= Return on modeling effort =

Financial and engineering term

Return on modelling effort (ROME) is the benefit resulting from a (supplementary) effort to create and / or improve a model.

== Purpose ==
In engineering, modelling always serves a particular goal. For example, the lightning protection of aircraft can be modelled as an electrical circuit, in order to predict whether the protection will still work in 30 years, given the ageing of its electrical components. More and more effort can be put in making this model predict reality perfectly. However, this perfection comes at a price: researchers invest time and money in improving the model. As a Return on investment (ROI), the ROME is a metric for the use of further modelling. It may therefore serve as a 'stopping criterion'.

Typically, researchers will pull towards continuing modelling, while management will pull towards stopping modelling. Being explicit about the cost and benefits of continued modeling may help to make informed decisions that are understood by both sides. Continuous communication between model developers and model users increases the probability of models being actually put to profit.

== Domains ==
ROME is a metric, which can be evaluated wherever modelling is performed with a quantifiable goal.
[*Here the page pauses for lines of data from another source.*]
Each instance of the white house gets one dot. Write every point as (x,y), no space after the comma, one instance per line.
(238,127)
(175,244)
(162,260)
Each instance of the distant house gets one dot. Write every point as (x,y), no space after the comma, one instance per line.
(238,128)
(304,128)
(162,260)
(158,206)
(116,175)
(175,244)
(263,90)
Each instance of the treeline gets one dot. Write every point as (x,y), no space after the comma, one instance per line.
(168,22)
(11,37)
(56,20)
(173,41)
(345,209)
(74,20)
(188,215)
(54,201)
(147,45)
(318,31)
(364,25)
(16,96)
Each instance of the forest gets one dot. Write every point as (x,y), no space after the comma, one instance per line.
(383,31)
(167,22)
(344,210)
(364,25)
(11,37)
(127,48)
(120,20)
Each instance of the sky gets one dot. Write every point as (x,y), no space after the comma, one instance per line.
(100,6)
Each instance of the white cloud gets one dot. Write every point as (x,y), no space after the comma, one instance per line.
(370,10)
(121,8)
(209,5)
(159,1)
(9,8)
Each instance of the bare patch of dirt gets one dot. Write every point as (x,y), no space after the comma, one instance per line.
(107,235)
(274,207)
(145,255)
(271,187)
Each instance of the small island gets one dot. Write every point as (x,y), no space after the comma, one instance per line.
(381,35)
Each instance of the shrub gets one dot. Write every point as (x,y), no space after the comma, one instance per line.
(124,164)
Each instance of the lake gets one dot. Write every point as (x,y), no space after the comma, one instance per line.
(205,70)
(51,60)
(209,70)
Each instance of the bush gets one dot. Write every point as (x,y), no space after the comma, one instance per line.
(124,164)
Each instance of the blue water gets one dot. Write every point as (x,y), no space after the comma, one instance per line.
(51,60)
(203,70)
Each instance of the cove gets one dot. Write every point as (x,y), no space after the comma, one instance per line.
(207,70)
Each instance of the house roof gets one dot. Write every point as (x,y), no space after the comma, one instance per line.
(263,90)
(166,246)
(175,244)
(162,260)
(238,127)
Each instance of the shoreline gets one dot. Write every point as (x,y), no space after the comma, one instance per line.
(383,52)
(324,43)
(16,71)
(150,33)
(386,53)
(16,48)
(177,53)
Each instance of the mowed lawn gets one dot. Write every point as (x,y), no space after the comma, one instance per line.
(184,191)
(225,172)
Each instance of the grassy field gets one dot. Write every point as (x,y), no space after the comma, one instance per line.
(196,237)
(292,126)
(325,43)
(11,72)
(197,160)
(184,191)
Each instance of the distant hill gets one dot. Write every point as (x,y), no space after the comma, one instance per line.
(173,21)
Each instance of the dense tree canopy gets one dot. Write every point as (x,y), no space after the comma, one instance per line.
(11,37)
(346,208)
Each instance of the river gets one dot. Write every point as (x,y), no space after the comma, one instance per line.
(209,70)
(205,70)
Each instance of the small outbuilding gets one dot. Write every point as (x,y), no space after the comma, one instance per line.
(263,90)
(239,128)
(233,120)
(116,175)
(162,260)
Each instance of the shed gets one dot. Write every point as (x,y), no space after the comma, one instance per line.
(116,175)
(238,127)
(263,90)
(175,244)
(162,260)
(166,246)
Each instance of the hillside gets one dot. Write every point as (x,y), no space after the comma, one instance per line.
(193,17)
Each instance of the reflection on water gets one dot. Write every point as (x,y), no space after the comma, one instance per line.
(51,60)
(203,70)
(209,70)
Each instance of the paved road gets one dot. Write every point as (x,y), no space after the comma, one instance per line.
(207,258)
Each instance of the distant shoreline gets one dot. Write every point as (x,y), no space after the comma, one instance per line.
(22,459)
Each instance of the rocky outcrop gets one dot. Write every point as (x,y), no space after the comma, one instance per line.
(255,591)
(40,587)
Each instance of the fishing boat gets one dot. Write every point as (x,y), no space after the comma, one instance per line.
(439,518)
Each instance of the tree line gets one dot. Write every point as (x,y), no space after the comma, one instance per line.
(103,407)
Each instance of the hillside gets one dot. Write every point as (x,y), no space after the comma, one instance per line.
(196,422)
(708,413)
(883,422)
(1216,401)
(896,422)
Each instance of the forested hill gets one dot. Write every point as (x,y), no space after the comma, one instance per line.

Examples include:
- Modeling the impact of federal policy on social problems.
- Modeling a marketing mix to statistically correlate a number of inputs (or independent variables) – such as a marketing campaign – to outcomes (or dependent variables) – such as sales or profits.
- Modeling the links between enterprise actors to make an informed choice on splitting organizations.
- Modeling the coupling of an electromagnetic interference to a PCB to reduce its susceptibility by improving the routing of traces.

== Research ==
The initiative "Models at Work" studies the creation, management and use of domain models in scientific and industrial practice, aiming at a diversity of goals, varying from (as truthful as possible) representation of the conceptual structure of the domain that is modelled, via animation, simulation, execution and gamification, until automated (logic-based) reasoning.